Yes. Only the 'Error' property got cleared, not the state transition.
Post by Naveen Singh
4. Is it advisable to handle the service property change event for state
(transitioning to failure) same way as we handle the service property
change event for error.
State transition to failure causes all properties to become invalid and
should be the one to follow. The 'Error' property may try to explain
what happened, but usually the information is not very well suited for
UIs. ConnMan might not announce the 'Error' property explicitly in all
cases of failure; see above.
HTH,
Patrik
_______________________________________________
connman mailing list
https://lists.connman.net/mailman/listinfo/connman
Patrik Flykt
2015-10-09 08:13:40 UTC
Permalink
Post by Naveen Singh
5. Now it is in failure state and will never be able to connect.
It will be autoconnected once its state is no longer failure. The
failure state is cleared once the service is removed. The service is
removed once wpa_supplicant times out the wifi network. The next time
the wifi network is discovered via autoconnect wifi scan, it is created
with state 'idle' and is therefore a candidate for autoconnection.

Cheers,

Patrik
Naveen Singh
2015-10-09 17:52:01 UTC
Permalink
Hi Patrik,
Post by Patrik Flykt
Post by Naveen Singh
5. Now it is in failure state and will never be able to connect.
It will be autoconnected once its state is no longer failure. The
failure state is cleared once the service is removed. The service is
removed once wpa_supplicant times out the wifi network. The next time
the wifi network is discovered via autoconnect wifi scan, it is created
with state 'idle' and is therefore a candidate for autoconnection.
This may not happen at all.

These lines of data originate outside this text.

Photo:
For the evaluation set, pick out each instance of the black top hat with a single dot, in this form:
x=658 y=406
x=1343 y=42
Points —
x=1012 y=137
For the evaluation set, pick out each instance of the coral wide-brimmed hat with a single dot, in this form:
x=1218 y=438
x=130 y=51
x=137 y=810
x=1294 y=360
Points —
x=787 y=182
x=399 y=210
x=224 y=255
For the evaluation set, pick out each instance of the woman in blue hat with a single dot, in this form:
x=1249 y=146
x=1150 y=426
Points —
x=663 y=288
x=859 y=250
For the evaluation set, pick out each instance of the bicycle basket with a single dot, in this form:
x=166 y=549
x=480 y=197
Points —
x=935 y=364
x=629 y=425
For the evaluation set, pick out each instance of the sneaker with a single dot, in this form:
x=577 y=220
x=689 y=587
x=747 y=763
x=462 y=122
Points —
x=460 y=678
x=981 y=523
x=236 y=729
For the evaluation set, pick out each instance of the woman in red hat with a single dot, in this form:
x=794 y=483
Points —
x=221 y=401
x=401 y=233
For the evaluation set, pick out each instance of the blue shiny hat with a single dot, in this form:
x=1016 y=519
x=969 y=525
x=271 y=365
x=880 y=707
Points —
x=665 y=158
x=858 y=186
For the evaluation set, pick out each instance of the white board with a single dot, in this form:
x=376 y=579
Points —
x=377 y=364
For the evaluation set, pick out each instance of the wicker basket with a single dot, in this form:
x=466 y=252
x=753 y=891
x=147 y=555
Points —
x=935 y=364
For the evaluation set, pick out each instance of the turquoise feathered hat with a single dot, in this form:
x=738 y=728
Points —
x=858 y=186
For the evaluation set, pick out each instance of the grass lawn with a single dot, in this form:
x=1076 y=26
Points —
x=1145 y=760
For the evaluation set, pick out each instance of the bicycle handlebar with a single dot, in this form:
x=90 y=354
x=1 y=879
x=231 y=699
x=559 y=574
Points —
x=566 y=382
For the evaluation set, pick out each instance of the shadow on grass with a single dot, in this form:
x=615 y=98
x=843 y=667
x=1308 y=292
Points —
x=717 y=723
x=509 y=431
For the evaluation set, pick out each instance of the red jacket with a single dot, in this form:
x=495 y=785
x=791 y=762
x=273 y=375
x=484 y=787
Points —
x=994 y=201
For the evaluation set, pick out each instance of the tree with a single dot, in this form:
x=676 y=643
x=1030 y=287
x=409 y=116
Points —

My understanding is that wpa_supplicant would
time out only if the AP is not seen in subsequent scans. But the AP is
always found in scan as there is nothing wrong at 802.11 level. The user
found that WAN cable was not connected so he went ahead and fixed it. And
now the connection to DHCP server is established but connection will still
not happen. Is user supposed to power off the AP so that it disappears from
scan list.

Can app SW remove the service? And then the next scan will create the
service and autoconnect may happen
Post by Patrik Flykt
Cheers,
Patrik
_______________________________________________
connman mailing list
https://lists.connman.net/mailman/listinfo/connman
Patrik Flykt
2015-10-12 13:31:42 UTC
Permalink
Hi,
Post by Naveen Singh
This may not happen at all. My understanding is that wpa_supplicant would
time out only if the AP is not seen in subsequent scans. But the AP is
always found in scan as there is nothing wrong at 802.11 level. The user
found that WAN cable was not connected so he went ahead and fixed it. And
now the connection to DHCP server is established but connection will still
not happen. Is user supposed to power off the AP so that it disappears from
scan list.
wpa_s will time out wifi networks in 2 minutes if no scans have been
done to refresh them. For ConnMan it will take ~6 min 20 sec to get
fresh results with a new scan after the 2 minute expiry time.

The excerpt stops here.